La contestation enfle autour des mesures budgétaires annoncées pour 2026. Après plusieurs collectifs citoyens et figures de gauche, c’est désormais le syndicat Sud Rail qui s’aligne sur l’appel à « tout bloquer » le 10 septembre.
Une grève en construction, nourrie par la colère sociale
Né sur les réseaux sociaux dans la foulée des annonces de François Bayrou, le mouvement a rapidement dépassé le simple cadre militant.
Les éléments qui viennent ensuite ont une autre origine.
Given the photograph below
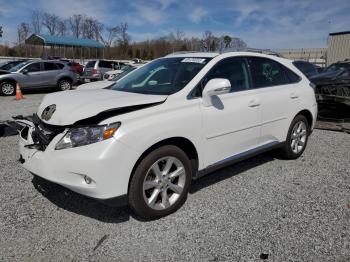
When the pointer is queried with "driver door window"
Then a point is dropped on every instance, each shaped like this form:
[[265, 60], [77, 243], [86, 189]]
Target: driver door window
[[33, 77], [35, 67], [233, 69]]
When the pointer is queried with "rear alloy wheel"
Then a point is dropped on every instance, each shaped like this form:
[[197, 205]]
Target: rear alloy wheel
[[7, 88], [160, 183], [297, 138], [64, 85]]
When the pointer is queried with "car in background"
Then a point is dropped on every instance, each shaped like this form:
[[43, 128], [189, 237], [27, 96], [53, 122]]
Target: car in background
[[95, 69], [335, 73], [307, 68], [9, 64], [35, 74], [113, 73], [75, 66], [108, 82], [332, 86]]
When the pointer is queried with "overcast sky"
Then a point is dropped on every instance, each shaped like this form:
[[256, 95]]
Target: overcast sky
[[261, 24]]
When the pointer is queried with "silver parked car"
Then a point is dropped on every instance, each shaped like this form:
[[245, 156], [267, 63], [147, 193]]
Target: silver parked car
[[95, 69], [35, 74]]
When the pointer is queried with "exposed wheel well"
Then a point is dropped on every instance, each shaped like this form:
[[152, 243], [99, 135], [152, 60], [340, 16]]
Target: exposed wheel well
[[307, 114], [181, 142]]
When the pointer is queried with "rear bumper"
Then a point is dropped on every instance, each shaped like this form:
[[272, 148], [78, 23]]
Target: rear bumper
[[108, 164]]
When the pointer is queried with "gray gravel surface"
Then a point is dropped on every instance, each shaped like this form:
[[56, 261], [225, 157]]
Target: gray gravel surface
[[288, 210]]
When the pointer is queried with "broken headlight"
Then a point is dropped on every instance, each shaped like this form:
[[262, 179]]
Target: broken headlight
[[81, 136]]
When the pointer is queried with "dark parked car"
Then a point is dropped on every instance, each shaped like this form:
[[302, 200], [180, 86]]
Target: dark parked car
[[95, 69], [37, 74], [308, 69], [333, 84], [8, 65]]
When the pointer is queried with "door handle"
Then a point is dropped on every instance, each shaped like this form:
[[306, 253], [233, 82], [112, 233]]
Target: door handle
[[293, 96], [253, 103]]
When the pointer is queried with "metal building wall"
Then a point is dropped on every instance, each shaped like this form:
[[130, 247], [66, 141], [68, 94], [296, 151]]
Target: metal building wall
[[339, 47], [312, 55]]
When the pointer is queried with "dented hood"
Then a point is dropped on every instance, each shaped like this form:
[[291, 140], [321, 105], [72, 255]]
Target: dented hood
[[75, 106]]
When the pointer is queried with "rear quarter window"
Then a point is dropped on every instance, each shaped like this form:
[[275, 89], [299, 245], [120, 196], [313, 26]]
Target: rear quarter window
[[267, 72]]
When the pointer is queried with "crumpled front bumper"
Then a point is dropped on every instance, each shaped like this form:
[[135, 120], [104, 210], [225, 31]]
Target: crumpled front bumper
[[108, 164]]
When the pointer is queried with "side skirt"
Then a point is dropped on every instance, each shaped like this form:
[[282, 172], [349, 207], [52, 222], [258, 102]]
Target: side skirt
[[237, 158]]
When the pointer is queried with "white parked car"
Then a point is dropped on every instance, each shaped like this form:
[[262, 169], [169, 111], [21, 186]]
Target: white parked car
[[173, 120]]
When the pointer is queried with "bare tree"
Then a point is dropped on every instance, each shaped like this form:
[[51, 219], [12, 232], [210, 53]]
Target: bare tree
[[123, 39], [91, 28], [62, 28], [50, 21], [112, 34], [22, 32], [36, 21], [75, 23], [209, 41]]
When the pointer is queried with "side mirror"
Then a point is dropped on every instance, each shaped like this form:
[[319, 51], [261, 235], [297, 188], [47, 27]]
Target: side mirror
[[216, 86]]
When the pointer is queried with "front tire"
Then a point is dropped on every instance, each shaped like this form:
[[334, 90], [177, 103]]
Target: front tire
[[297, 138], [160, 183], [7, 88], [64, 84]]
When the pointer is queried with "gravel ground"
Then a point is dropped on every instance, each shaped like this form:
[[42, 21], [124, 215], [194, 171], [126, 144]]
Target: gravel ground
[[260, 208]]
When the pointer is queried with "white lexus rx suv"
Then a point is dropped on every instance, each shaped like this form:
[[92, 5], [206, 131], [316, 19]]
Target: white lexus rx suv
[[143, 140]]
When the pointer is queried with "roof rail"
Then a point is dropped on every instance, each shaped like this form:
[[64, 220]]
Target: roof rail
[[255, 50], [184, 52]]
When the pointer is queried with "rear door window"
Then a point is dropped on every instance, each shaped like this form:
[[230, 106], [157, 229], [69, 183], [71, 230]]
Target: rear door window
[[48, 66], [234, 69], [90, 64]]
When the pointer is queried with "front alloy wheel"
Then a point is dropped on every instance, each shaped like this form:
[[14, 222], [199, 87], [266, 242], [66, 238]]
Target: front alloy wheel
[[164, 183], [160, 182], [296, 139], [8, 89], [64, 85]]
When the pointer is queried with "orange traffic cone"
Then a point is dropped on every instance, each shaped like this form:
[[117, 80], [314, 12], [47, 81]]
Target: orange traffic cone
[[19, 94]]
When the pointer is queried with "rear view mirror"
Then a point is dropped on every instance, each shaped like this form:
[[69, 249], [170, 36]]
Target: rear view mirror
[[216, 86]]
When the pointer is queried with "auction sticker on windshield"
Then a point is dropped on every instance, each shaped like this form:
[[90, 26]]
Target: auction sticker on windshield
[[193, 60]]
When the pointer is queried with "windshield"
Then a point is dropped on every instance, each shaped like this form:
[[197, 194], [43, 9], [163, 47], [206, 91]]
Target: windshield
[[336, 67], [90, 64], [18, 67], [124, 73], [164, 76]]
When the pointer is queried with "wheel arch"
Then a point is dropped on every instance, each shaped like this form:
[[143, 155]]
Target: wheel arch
[[64, 78], [8, 80], [183, 143], [308, 115]]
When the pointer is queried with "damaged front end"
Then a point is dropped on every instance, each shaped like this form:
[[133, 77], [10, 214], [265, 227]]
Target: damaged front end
[[36, 132]]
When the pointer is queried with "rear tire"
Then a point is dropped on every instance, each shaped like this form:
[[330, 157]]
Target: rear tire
[[297, 138], [160, 183], [7, 88], [64, 84]]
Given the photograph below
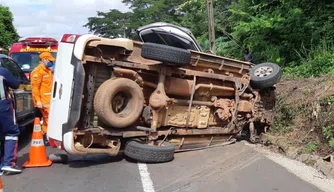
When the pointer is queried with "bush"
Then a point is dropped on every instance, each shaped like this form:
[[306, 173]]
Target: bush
[[319, 61]]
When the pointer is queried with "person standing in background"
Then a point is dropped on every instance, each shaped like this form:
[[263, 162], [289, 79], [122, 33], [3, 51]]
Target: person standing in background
[[41, 79]]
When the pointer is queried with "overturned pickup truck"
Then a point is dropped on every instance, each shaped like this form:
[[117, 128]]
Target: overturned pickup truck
[[155, 97]]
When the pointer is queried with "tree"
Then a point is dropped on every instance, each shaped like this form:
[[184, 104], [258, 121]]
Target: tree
[[8, 34], [111, 24], [117, 24]]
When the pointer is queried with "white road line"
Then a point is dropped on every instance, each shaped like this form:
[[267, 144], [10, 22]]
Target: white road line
[[145, 178]]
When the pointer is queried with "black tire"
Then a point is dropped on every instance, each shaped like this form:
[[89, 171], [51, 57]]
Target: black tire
[[265, 75], [167, 54], [150, 154], [127, 92]]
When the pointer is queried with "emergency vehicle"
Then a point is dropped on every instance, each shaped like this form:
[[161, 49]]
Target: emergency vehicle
[[26, 51]]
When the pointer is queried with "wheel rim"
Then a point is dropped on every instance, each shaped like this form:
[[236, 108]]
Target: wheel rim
[[263, 71], [120, 102]]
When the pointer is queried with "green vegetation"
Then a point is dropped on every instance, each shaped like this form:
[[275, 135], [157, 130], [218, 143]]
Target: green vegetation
[[311, 147], [8, 34], [297, 34]]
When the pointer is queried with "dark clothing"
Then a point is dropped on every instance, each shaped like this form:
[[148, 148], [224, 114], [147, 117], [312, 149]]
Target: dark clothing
[[8, 125]]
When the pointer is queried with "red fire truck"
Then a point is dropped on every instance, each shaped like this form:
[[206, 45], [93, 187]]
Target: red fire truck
[[26, 51]]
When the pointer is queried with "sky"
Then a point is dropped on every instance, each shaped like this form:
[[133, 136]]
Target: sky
[[52, 18]]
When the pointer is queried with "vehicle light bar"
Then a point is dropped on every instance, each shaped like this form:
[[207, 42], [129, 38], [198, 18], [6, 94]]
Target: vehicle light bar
[[39, 41], [69, 38]]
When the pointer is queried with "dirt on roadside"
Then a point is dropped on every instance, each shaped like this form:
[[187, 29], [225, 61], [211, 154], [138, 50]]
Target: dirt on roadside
[[304, 114]]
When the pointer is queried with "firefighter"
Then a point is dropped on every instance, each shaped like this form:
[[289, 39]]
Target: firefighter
[[41, 79], [9, 128]]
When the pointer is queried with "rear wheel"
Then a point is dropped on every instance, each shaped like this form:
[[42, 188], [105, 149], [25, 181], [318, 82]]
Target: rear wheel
[[150, 153], [119, 102]]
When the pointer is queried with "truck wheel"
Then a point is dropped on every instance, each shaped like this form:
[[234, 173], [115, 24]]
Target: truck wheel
[[265, 75], [119, 102], [164, 53], [150, 154]]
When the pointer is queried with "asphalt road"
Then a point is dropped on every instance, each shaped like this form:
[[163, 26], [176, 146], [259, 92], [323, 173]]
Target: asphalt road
[[232, 168]]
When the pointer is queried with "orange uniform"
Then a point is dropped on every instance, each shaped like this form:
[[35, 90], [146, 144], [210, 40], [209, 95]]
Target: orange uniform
[[41, 79]]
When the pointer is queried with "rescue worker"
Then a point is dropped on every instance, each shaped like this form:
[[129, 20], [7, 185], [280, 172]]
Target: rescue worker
[[41, 79], [9, 128]]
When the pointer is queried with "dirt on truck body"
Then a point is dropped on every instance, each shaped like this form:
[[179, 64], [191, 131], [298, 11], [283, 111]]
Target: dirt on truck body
[[151, 100]]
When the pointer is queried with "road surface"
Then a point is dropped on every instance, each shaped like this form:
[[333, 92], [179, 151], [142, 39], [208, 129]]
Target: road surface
[[234, 168]]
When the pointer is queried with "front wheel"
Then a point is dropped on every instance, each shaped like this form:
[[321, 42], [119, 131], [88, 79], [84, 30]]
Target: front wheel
[[148, 153]]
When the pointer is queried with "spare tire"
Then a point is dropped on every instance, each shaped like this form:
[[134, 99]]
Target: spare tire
[[265, 75], [149, 154], [167, 54], [119, 102]]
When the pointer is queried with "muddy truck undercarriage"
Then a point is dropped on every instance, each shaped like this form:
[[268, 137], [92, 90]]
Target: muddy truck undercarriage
[[151, 100]]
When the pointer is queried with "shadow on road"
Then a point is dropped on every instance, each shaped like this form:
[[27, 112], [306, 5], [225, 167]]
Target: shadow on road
[[92, 160]]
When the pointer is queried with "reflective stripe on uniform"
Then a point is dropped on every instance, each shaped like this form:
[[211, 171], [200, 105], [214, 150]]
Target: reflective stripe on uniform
[[37, 142], [14, 138], [2, 89]]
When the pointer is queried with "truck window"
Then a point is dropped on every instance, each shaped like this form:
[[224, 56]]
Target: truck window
[[13, 68], [28, 59]]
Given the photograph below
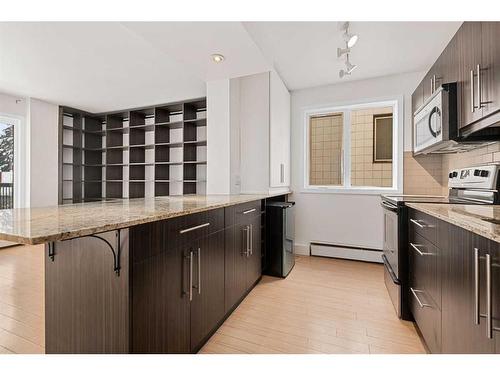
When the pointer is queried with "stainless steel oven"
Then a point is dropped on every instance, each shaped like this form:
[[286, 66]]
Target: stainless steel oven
[[391, 254]]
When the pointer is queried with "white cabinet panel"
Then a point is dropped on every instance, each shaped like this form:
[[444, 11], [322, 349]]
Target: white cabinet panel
[[279, 163]]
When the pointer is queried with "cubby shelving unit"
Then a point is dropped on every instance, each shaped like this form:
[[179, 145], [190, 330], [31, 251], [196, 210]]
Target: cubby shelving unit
[[143, 152]]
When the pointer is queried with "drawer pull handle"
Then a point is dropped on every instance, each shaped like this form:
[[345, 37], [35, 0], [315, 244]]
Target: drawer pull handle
[[422, 305], [416, 248], [417, 223], [194, 228], [476, 286]]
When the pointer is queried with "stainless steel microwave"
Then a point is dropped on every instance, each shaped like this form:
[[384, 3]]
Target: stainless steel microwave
[[435, 125]]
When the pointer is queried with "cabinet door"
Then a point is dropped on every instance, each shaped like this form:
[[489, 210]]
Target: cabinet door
[[160, 303], [490, 67], [417, 98], [423, 258], [207, 306], [495, 283], [254, 260], [469, 55], [235, 283], [460, 333], [279, 131]]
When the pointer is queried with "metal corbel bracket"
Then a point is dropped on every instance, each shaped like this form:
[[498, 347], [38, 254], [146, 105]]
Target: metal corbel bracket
[[116, 252]]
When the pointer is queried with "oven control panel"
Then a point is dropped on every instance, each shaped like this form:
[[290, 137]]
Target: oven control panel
[[478, 177]]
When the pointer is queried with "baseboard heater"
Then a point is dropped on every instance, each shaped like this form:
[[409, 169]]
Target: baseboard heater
[[345, 252]]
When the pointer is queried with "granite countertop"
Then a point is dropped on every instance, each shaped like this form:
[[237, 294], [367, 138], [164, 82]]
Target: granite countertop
[[483, 220], [45, 224]]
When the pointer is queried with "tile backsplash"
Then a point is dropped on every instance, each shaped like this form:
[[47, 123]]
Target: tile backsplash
[[428, 174]]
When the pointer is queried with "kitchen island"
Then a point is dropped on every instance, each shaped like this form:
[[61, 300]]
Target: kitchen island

Sud Rail a confirmé, à l’issue d’une consultation interne, qu’il participerait aux actions de blocage et travaillerait à « construire la grève ». Le syndicat ferroviaire vise d’abord la SNCF, dénonçant une « saignée sociale » inévitable si les pistes gouvernementales se concrétisent. Mais la stratégie affichée est plus large : il s’agit d’inscrire la mobilisation dans un cadre interprofessionnel, impliquant filiales, branches et territoires.
Vers un front social plus large
L’appel du syndicat se veut un signal pour catalyser la colère au-delà du ferroviaire. En prônant boycotts, désobéissance civile et convergence des luttes, Sud Rail espère transformer cette journée en démonstration nationale de force contre le gouvernement. Pour l’exécutif, qui tente d’imposer ses économies, le 10 septembre pourrait bien se transformer en test grandeur nature de sa capacité à contenir une contestation sociale qui refuse de rester cantonnée aux trains.